Lipsitt's work has advanced both empirical and theoretical research on the study of sudden infant death syndrome (SIDS), including the development of a complete analysis of the syndrome (Burns & Lipsitt, 1991). In the following, a summary of Lipsitt's proposal that behavioral factors in combination with biology are responsible for SIDS will be provided (Lipsitt, 1977, 1978). Second, the significance and impact of this hypothesis will be highlighted.

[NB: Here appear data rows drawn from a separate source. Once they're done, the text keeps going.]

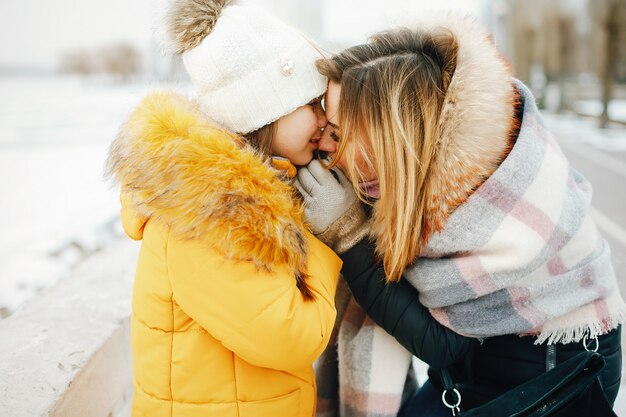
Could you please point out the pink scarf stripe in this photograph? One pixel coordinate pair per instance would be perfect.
(370, 402)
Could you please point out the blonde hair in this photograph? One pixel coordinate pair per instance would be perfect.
(392, 93)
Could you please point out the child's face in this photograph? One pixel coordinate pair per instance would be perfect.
(299, 132)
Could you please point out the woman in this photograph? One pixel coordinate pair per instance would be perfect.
(473, 203)
(233, 296)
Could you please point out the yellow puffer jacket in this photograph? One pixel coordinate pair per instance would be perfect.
(233, 297)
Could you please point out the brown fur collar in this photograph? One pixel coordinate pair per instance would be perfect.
(205, 184)
(476, 120)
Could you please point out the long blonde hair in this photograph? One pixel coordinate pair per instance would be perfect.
(392, 93)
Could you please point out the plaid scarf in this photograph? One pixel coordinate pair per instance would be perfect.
(522, 255)
(364, 372)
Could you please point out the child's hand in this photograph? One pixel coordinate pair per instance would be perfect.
(331, 206)
(327, 195)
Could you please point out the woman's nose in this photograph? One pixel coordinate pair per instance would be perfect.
(320, 116)
(327, 144)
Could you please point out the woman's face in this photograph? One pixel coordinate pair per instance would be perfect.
(298, 133)
(330, 138)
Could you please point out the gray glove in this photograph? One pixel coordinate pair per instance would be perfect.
(331, 207)
(326, 197)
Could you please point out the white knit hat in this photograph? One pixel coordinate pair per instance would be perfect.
(249, 68)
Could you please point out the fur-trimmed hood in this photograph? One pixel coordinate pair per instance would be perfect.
(477, 117)
(203, 182)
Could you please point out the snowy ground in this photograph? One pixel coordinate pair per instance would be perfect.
(57, 210)
(54, 135)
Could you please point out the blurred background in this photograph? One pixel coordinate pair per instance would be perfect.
(70, 72)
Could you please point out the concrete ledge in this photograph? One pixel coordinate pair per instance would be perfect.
(66, 352)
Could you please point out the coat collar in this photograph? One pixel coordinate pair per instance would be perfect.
(205, 183)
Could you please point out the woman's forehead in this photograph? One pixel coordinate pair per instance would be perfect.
(331, 102)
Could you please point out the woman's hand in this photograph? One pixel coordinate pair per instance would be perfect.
(332, 208)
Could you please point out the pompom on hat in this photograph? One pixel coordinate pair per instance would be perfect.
(248, 67)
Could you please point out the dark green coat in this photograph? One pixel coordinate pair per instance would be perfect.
(492, 365)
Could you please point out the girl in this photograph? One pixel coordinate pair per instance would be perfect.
(233, 297)
(473, 203)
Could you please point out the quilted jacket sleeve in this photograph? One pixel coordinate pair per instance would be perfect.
(260, 316)
(398, 310)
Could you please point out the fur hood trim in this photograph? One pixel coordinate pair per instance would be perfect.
(206, 184)
(476, 119)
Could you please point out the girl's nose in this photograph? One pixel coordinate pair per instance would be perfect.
(327, 144)
(320, 116)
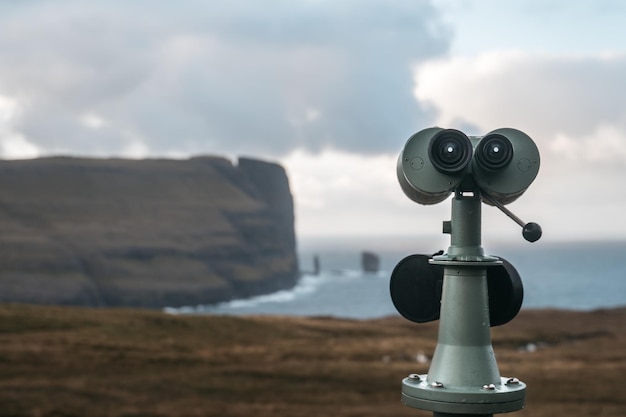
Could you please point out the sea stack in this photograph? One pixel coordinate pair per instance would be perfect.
(370, 262)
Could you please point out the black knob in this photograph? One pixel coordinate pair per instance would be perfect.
(531, 232)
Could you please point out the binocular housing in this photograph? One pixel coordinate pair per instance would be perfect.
(435, 162)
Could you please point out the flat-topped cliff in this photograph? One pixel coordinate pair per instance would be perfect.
(144, 233)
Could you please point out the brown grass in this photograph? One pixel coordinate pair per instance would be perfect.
(86, 362)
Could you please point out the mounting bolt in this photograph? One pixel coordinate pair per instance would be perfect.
(512, 381)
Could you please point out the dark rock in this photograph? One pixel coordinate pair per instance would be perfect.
(147, 233)
(370, 262)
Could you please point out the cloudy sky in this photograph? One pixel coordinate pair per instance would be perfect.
(332, 90)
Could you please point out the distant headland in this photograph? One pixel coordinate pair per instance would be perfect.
(144, 233)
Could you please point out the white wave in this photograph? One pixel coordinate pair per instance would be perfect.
(308, 284)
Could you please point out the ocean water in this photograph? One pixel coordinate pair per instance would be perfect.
(573, 276)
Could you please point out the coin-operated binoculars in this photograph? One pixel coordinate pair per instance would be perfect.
(467, 290)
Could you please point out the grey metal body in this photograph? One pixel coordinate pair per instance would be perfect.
(463, 378)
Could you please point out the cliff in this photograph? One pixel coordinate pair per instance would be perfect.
(144, 233)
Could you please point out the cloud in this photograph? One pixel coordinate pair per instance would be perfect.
(546, 95)
(234, 77)
(571, 106)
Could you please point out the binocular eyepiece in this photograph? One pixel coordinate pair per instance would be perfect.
(435, 162)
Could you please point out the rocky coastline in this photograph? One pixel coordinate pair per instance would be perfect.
(144, 233)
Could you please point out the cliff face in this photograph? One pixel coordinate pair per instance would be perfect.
(147, 233)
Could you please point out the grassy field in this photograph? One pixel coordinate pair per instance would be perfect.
(58, 361)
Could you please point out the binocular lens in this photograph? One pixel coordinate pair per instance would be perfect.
(450, 151)
(494, 152)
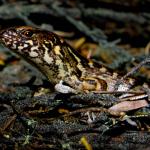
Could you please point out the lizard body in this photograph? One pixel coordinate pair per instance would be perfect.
(64, 67)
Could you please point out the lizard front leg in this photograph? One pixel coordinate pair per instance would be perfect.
(60, 87)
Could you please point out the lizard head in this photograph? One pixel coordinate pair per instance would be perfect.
(28, 41)
(45, 50)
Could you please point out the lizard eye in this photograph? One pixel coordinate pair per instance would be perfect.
(28, 33)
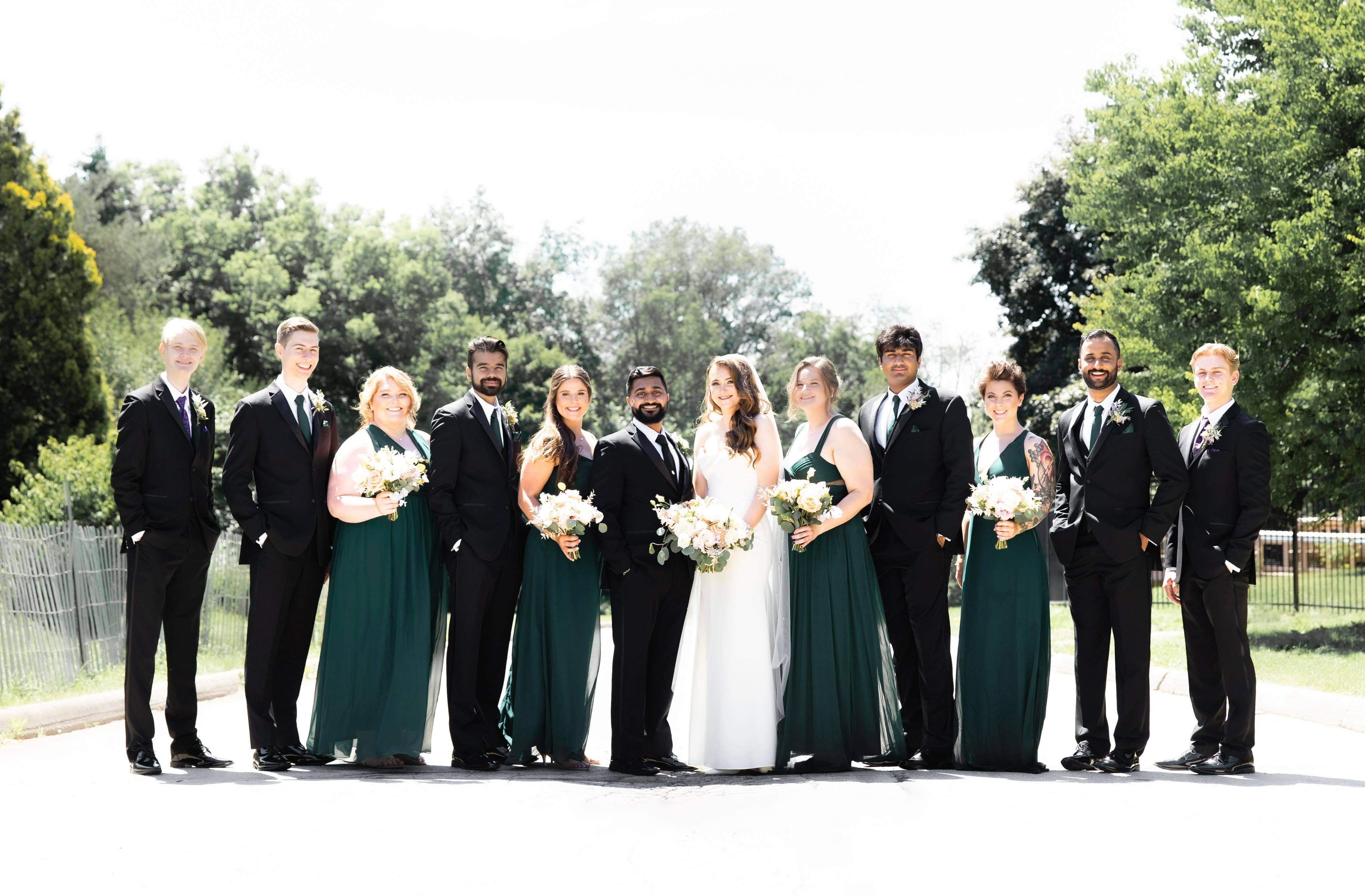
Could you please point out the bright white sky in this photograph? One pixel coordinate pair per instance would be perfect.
(860, 140)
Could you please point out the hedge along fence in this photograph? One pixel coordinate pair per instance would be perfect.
(63, 603)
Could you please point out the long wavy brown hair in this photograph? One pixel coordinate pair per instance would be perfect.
(555, 440)
(742, 437)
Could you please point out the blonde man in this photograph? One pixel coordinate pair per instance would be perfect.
(282, 441)
(162, 487)
(1210, 565)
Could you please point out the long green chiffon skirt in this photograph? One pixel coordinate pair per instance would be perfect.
(383, 640)
(840, 697)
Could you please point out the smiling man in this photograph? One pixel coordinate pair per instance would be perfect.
(283, 440)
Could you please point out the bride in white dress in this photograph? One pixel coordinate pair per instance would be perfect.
(732, 662)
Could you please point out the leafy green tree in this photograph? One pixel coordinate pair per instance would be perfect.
(51, 385)
(39, 494)
(1036, 265)
(1230, 193)
(683, 294)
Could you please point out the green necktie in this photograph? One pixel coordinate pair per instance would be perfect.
(1095, 427)
(305, 425)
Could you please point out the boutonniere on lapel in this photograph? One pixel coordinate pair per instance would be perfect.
(321, 406)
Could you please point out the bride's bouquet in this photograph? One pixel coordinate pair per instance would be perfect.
(1002, 498)
(702, 530)
(802, 502)
(567, 513)
(390, 470)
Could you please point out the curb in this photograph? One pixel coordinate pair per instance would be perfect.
(93, 710)
(1307, 704)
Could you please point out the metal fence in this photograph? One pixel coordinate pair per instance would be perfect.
(63, 603)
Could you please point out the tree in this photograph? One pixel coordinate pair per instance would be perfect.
(683, 294)
(51, 385)
(1038, 265)
(1230, 193)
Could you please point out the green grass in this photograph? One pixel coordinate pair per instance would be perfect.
(1312, 648)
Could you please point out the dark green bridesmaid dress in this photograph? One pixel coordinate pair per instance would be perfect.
(840, 701)
(1004, 650)
(556, 647)
(384, 636)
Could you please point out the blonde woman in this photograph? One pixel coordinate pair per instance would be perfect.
(383, 642)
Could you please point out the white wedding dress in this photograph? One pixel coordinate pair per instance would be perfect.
(733, 658)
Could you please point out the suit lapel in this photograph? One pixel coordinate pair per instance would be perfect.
(653, 453)
(287, 412)
(477, 408)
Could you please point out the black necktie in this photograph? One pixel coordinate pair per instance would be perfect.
(668, 456)
(305, 425)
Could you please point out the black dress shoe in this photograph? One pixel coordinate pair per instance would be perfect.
(1083, 760)
(634, 767)
(1192, 757)
(144, 761)
(298, 755)
(670, 764)
(1118, 761)
(1226, 764)
(929, 760)
(197, 756)
(271, 760)
(477, 763)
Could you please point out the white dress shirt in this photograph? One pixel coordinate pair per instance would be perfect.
(1090, 415)
(884, 414)
(1213, 416)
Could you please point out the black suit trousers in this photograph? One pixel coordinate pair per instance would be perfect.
(285, 608)
(482, 608)
(648, 616)
(1110, 598)
(1218, 658)
(914, 590)
(166, 590)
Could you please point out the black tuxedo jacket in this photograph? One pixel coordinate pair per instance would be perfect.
(1229, 498)
(473, 485)
(162, 479)
(925, 474)
(267, 446)
(627, 475)
(1112, 487)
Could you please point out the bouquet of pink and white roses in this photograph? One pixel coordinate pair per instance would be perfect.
(701, 530)
(567, 513)
(1002, 498)
(390, 470)
(802, 502)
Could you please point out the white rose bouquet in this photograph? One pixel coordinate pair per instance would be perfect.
(701, 530)
(802, 502)
(567, 513)
(1002, 498)
(390, 470)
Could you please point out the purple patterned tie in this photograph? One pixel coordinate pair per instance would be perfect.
(185, 418)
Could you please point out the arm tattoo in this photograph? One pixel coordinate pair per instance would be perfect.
(1042, 478)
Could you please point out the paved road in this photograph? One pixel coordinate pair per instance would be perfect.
(72, 819)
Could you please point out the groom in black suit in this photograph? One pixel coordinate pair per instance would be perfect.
(1210, 565)
(1107, 530)
(922, 463)
(473, 494)
(162, 486)
(283, 440)
(649, 599)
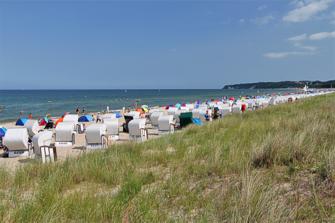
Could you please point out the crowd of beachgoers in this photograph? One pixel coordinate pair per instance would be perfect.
(50, 138)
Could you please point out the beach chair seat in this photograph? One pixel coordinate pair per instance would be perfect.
(108, 116)
(225, 111)
(154, 117)
(96, 137)
(112, 128)
(16, 142)
(42, 146)
(236, 109)
(166, 124)
(137, 130)
(65, 134)
(185, 119)
(33, 127)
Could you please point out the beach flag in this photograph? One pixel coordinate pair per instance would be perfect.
(85, 118)
(2, 132)
(21, 121)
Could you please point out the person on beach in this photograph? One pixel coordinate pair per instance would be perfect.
(98, 118)
(243, 107)
(207, 116)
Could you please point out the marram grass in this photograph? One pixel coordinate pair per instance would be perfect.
(273, 165)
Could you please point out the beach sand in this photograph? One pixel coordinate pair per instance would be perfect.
(12, 164)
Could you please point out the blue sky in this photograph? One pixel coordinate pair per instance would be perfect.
(164, 44)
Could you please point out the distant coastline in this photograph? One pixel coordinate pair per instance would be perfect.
(282, 84)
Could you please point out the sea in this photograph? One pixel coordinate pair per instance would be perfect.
(56, 102)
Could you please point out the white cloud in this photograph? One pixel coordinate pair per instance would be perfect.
(298, 38)
(304, 47)
(322, 35)
(262, 20)
(262, 7)
(281, 55)
(306, 10)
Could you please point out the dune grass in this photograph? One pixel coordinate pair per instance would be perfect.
(273, 165)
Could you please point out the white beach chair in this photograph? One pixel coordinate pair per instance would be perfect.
(16, 141)
(236, 109)
(41, 145)
(65, 134)
(32, 127)
(112, 128)
(166, 124)
(72, 118)
(225, 111)
(137, 130)
(154, 117)
(134, 114)
(108, 116)
(96, 136)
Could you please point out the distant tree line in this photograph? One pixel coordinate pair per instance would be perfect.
(283, 84)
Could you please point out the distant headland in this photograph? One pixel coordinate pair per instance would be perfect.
(283, 84)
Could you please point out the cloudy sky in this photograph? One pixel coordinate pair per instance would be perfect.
(164, 44)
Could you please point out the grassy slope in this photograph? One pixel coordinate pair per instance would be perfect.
(274, 165)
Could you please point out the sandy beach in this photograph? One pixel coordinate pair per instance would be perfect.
(12, 164)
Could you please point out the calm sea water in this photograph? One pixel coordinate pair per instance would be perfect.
(56, 102)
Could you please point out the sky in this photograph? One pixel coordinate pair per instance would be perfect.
(86, 44)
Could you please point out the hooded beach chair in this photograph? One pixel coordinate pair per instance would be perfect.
(185, 118)
(33, 127)
(166, 124)
(42, 146)
(112, 128)
(96, 136)
(128, 117)
(16, 142)
(65, 134)
(154, 117)
(137, 130)
(72, 118)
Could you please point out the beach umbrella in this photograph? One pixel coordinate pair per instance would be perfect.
(43, 121)
(85, 118)
(21, 121)
(59, 121)
(2, 131)
(145, 108)
(118, 115)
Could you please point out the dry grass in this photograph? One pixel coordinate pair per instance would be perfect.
(274, 165)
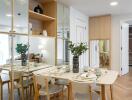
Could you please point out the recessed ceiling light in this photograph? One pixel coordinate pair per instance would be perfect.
(17, 25)
(8, 15)
(114, 3)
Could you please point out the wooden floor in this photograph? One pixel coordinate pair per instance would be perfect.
(122, 89)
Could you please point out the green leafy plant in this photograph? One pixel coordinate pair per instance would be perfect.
(77, 49)
(21, 48)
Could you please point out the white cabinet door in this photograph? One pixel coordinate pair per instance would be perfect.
(124, 49)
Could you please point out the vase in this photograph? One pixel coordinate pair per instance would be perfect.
(24, 59)
(75, 64)
(38, 9)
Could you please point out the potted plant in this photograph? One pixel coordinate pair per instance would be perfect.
(22, 49)
(77, 50)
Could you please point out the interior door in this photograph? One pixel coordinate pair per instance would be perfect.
(81, 36)
(124, 49)
(94, 53)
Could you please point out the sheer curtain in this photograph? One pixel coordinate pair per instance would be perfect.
(4, 48)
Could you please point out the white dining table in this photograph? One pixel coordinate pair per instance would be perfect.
(28, 68)
(108, 77)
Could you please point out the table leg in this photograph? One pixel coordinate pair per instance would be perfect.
(111, 95)
(70, 91)
(103, 92)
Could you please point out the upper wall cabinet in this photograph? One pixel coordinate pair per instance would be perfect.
(100, 27)
(44, 20)
(20, 16)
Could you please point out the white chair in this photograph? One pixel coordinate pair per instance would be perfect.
(43, 88)
(83, 91)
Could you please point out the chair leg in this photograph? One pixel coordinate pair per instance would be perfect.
(22, 93)
(90, 93)
(1, 92)
(111, 95)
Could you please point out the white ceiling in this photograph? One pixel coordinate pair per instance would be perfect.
(100, 7)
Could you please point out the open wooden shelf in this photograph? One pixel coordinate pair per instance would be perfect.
(41, 17)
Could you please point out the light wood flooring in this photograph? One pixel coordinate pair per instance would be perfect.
(122, 89)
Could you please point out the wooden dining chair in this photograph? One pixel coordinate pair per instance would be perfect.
(65, 84)
(22, 82)
(83, 91)
(4, 79)
(44, 88)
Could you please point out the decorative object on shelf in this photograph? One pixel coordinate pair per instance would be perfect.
(77, 50)
(38, 9)
(44, 32)
(22, 49)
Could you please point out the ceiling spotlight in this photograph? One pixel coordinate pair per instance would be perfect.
(114, 3)
(8, 15)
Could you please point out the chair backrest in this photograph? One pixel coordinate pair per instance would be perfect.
(43, 82)
(83, 91)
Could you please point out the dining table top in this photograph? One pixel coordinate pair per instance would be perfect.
(29, 68)
(107, 77)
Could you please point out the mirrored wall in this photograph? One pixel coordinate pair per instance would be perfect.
(100, 53)
(13, 52)
(63, 33)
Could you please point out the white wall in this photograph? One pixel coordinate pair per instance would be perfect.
(77, 19)
(116, 20)
(41, 45)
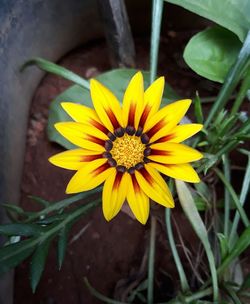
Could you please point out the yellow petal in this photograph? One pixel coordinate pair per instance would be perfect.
(137, 200)
(89, 176)
(166, 119)
(74, 159)
(83, 136)
(152, 100)
(83, 114)
(106, 105)
(183, 172)
(154, 186)
(114, 194)
(173, 153)
(133, 101)
(181, 133)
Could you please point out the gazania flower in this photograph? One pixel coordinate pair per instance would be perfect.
(127, 147)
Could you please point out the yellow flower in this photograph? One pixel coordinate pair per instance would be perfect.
(127, 146)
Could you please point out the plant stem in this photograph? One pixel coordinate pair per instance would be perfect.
(151, 261)
(226, 167)
(241, 95)
(234, 197)
(155, 37)
(182, 275)
(233, 77)
(243, 195)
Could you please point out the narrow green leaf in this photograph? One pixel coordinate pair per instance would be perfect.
(233, 77)
(14, 254)
(38, 262)
(14, 208)
(62, 244)
(198, 108)
(155, 37)
(240, 246)
(230, 13)
(212, 52)
(19, 229)
(177, 260)
(53, 68)
(195, 220)
(224, 249)
(40, 200)
(234, 196)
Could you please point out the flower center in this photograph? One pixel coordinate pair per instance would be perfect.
(128, 150)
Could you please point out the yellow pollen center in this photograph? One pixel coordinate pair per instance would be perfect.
(128, 150)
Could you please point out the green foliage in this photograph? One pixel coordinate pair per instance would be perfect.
(212, 52)
(231, 14)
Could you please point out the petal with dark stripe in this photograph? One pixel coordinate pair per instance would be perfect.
(137, 200)
(181, 133)
(154, 186)
(173, 153)
(152, 100)
(74, 159)
(133, 101)
(87, 137)
(89, 176)
(114, 194)
(83, 114)
(106, 105)
(183, 172)
(161, 123)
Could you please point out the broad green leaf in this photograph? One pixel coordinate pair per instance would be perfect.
(14, 254)
(191, 212)
(20, 229)
(231, 14)
(116, 80)
(38, 262)
(212, 52)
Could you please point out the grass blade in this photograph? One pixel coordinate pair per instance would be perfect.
(180, 269)
(151, 261)
(155, 37)
(195, 220)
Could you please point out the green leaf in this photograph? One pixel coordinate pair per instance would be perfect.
(241, 245)
(190, 210)
(231, 14)
(62, 244)
(53, 68)
(116, 80)
(211, 53)
(19, 229)
(223, 245)
(38, 262)
(14, 254)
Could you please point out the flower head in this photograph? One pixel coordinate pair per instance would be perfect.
(128, 146)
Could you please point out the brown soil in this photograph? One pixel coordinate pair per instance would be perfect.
(111, 255)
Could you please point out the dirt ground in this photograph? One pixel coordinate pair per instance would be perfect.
(113, 256)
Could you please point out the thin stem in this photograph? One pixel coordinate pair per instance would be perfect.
(151, 261)
(182, 275)
(234, 197)
(226, 167)
(233, 77)
(241, 95)
(243, 196)
(155, 37)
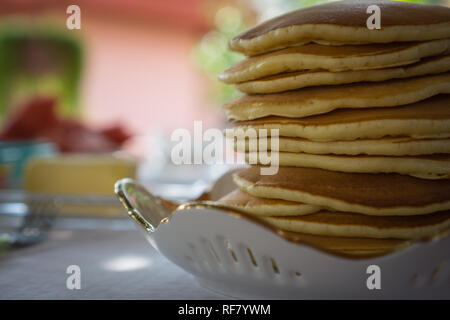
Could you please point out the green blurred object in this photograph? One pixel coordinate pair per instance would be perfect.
(212, 56)
(14, 156)
(39, 59)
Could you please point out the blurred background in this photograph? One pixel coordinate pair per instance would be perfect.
(82, 108)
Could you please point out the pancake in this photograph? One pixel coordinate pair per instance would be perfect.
(356, 225)
(308, 78)
(351, 247)
(335, 59)
(371, 194)
(317, 100)
(428, 167)
(400, 146)
(427, 118)
(346, 22)
(265, 207)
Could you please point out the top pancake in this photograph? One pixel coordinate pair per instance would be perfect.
(346, 22)
(336, 59)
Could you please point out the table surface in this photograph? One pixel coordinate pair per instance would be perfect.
(116, 262)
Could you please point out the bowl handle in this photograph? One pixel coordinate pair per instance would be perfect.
(147, 210)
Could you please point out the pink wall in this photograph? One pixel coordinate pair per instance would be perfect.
(141, 75)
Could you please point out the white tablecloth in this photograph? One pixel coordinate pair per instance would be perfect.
(114, 264)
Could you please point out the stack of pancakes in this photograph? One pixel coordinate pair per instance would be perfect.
(364, 124)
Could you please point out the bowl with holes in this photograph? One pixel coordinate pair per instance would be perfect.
(237, 255)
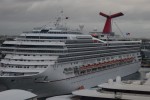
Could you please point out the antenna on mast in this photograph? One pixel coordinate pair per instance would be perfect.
(108, 28)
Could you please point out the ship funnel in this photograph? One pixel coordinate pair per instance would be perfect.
(107, 28)
(118, 79)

Sudden infant death syndrome is defined as the sudden death of an infant, younger than 1 year of age, which is unexplained following a complete review of clinical history, autopsy reports, and death scene examinations. Large numbers of epidemiological studies conducted over the past 30 years have tested various medical/biological hypotheses concerning the causes of SIDS, varying from hypersensitivity to cow's milk to air pollution. Generally, these studies have led to no significant interventions resulting in a reduction of SIDS.

Lipsitt's biobehavioral model proposed that behavior of the infant in concert with early constitutional vulnerability were responsible for SIDS. More specifically, the argument was that eventual SIDS victims begin life with a constitutional fragility, manifested in central nervous system impairments resulting from known risks (e.g., maternal smoking, prematurity, poor prenatal care, etc.) (Burns & Lipsitt, 1991; Lipsitt, 2003). This vulnerability limits infants' critical learning experiences related to respiratory processes. These learning experiences would ordinarily, and do in the surviving infant, “immunize” the child by providing appropriate defensive responses against threats of respiratory occlusion. The absence of learned defensive behaviors, which are necessary for clearing the air passages for breathing between 2 and 5 months of age, becomes highly critical when so much of self-regulatory behavior matures from predominantly subcortical mediation to cortical regulation. Thus, according to the Lipsitt biobehavioral model, the rarity of SIDS during the first 2 months is due to the fact that before 2 months, even the vulnerable infant has adequate (sub-cortical) reflexes to defend against respiration-blocking substances (mucous) or objects (a pillow, crib carrier). The period between 2 and 5 months marks the ascendancy of cortical mediation and thus a transition from unlearned defensive behaviors (e.g., the respiratory occlusion reflex) to learned behaviors (e.g., coughing and volitional head turning). Lipsitt's hypothesis is a biobehavioral model, as both the physiological dispositions of the child and early environmental factors, including learning experiences, are presented as critical for self-regulation of respiration.